Me Frédéric Pichon : « Toute forme de contestation sociale est désormais réprimée de manière disproportionnée ! »

F. Pichon

Mardi, la manifestation des pompiers à Paris à laquelle s'étaient joints des infirmiers, des aides soignants, des policiers municipaux et des urgentistes a tourné à l'affrontement avec les forces de l'ordre.

Boulevard Voltaire a interrogé Me Frédéric Pichon, qui donne son analyse de la situation.

Des pompiers, des urgentistes, des policiers municipaux, des infirmières et des aides-soignants… Ils étaient des milliers à manifester. La manifestation s’est bien déroulée, mais s’est néanmoins terminée en affrontement avec les forces de l’ordre. Selon vous, que ressort-il de cette manifestation ?

Depuis le mouvement des gilets jaunes, on assiste à une dérive des forces de l’ordre, encouragée par le gouvernement. Dès le début du mouvement des gilets jaunes, des accords ont été passés entre les syndicats de police et le ministère de l’Intérieur. 
Le marchandage était en réalité de la nature suivante : « Vous nous laissez faire, vous nous accordez l’impunité et nous vous protégeons. » Malheureusement, l’usage disproportionné de la force utilisée systématiquement contre toute forme d’opposition est devenu une habitude et une seconde nature.

On essaie d’habituer l’opinion à cette situation.

La France est le seul pays à faire usage de grenades lacrymogènes. Sa puissance létale est équivalente à celle des grenades offensives, autrement dit, des armes de guerre. Elles sont utilisées de manière quasiment systématique.

Le corps des pompiers est un des corps les plus populaires de France. Il est lui-même victime des incivilités quotidiennes dans les cités où des petits caïds impunis les caillassent. Pour ces faits, je ne vois d’ailleurs pas de poursuites judiciaires engagées, ou en tout cas pas avec la même intensité que celles engagées contre les gilets jaunes, par exemple.

Y a-t-il, selon vous, deux poids deux mesures dans la gestion de ces manifestations ?

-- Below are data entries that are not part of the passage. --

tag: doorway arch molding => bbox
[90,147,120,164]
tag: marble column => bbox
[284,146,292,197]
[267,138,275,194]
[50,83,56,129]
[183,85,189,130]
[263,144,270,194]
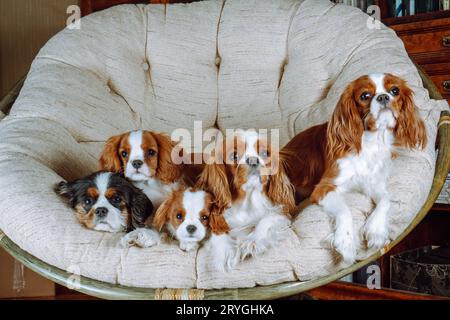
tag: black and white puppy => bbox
[55,172,153,232]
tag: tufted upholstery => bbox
[0,0,448,288]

Il y a, effectivement, deux poids deux mesures. Dernièrement, je me suis rendu au palais de justice où j’ai aperçu les manifestants du mouvement écologiste Extinction Rébellion. Ils ont occupé la place du Châtelet en toute impunité pendant cinq jours, entourés de leurs tentes et de paille, sans avoir préalablement déclaré leur manifestation. Ils ont bloqué l’accès au palais de justice. Les avocats et les magistrats ont dû contourner le pont. Nous ne pouvions même plus exercer notre métier. 
En revanche, les pompiers, le corps le plus populaire de France, extrêmement courageux, qui s'exposent quotidiennement sont traités de la même façon lorsqu’ils manifestent que dans les cités par les petits caïds et les dealers de drogue qui essaient d’asseoir leur territoire et d’empêcher toute forme d’ordre républicain dans les cités.

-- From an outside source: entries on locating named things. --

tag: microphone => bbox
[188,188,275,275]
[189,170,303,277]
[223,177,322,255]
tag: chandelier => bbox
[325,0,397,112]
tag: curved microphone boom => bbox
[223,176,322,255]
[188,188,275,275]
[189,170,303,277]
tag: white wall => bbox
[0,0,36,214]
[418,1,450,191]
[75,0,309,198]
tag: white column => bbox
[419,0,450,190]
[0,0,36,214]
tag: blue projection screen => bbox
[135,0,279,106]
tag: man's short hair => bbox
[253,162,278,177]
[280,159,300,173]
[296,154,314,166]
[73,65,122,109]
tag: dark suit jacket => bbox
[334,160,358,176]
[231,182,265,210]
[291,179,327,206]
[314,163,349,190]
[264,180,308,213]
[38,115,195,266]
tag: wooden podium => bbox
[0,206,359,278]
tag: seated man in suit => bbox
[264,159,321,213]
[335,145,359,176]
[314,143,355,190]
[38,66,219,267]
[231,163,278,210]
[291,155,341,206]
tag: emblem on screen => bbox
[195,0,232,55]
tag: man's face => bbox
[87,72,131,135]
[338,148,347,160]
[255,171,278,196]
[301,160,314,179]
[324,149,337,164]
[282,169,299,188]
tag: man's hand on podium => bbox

Craignez-vous que cette brutalité de la répression devienne une sorte de norme ?

Je ne le crains pas, je ne peux que le constater. On l’a vu lors de l’affaire de la rave party à Nantes. On a masqué des éléments du dossier. Le traitement de cette affaire a été totalement disproportionné, ce qui a causé la mort de ce jeune garçon. On peut ne pas être d’accord avec ce qu’il représentait, mais on se doit, lorsqu’on est attaché aux libertés fondamentales, de s’indigner contre toutes formes d’atteintes.
Or, là, toutes formes de contestations sociales deviennent systématiquement restreintes dans ce périmètre d’expression et violemment réprimées en violation des règles d’engagement. Le principe de proportionnalité n’est plus respecté.

Il y a le temps médiatique et le temps judiciaire. Je ne sais pas si des plaintes vont être déposées dans cette affaire. En revanche, peut-être que dans le cadre des gilets jaunes, on va bientôt assister aux premières mises en examen. Cela sera malheureusement après coup.